New York City’s new ferry service between Lower Manhattan and a string of remote beachfront neighborhoods in Queens is designed to ease life for commuters—but the new route provides a great opportunity for travelers, too.
The “Rockaway” route, as it’s called, debuted earlier this week and speeds passengers by boat between the bottom of Manhattan to the city’s most famous beaches in less than an hour. The ferries also stop in Brooklyn, at the Brooklyn Army Terminal in the Sunset Park neighborhood. The fare: $2.75 one way, which is the same as the subway.
According to the New York Times, the new ferries are operated by NYC Ferry, a city-funded outfit operated by Hornblower. The vessels serve a series of small communities on the Rockaway peninsula and offer a faster alternative to subway service (on the A line) that can take 90 minutes or more.
Other reasons to consider taking the ferry instead of the train: The motor vessels have Wi-Fi, bathrooms, bike racks, and snack bars stocked with beer and wine. (Also, the ferry zips past Governors Island and through New York Harbor, which always is a treat.)
The communities that comprise the Rockaways certainly are worth a visit. Water-sport lovers hail the sliver of land as the best surf spot (yes, really!) in the city. The beachfront community also boasts a 5.5-mile boardwalk, similar to the one in Atlantic City. And the peninsula is home to Fort Tilden, a former U.S. Army Installation, and Jacob Riis Park, with its famous art deco bathhouse. Both are administered by the National Park Service.
Technically, the new ferries mark the first time that the Rockaways have had permanent public transportation by boat. The city rolled out temporary ferry service to this neighborhood following the destruction by Hurricane Sandy in 2012, but those ships stopped in 2014, once roadways and subway lines serving the area were restored to pre-storm conditions.
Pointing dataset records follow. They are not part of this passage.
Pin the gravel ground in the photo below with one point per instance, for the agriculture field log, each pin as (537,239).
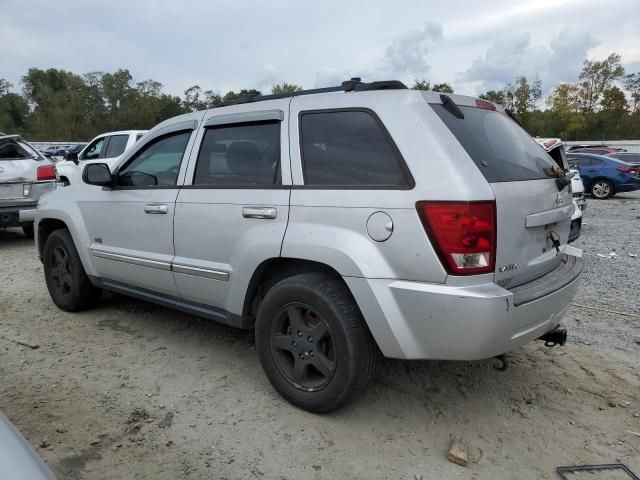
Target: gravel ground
(91,397)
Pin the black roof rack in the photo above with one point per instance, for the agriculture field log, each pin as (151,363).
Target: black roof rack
(353,85)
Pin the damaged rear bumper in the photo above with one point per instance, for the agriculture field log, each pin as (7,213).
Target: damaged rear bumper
(415,320)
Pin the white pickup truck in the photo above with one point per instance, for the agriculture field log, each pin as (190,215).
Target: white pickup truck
(105,148)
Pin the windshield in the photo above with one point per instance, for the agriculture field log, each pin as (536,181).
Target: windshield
(16,149)
(500,148)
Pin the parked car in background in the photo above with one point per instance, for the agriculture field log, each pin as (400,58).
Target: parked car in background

The Rockaway route is one of six new ferry routes the city will launch in the next few years to serve its outer boroughs. Earlier this year, the city expanded and upgraded service along the East River among East 34th Street, western Brooklyn, and Wall Street.
Four remaining routes will come online in the next 16 months. By June 1st, NYC Ferry hopes to introduce a ferry serving South Brooklyn and, by August, another ferry serving Astoria (in the northern part of Queens). Next summer the city expects to start ferry service to Soundview (in the Bronx) and between Long Island City (in Queens) and Manhattan’s Lower East Side.
All told, New York City Mayor Bill DiBlasio has committed more than $330 million to new ferry service over the next few years.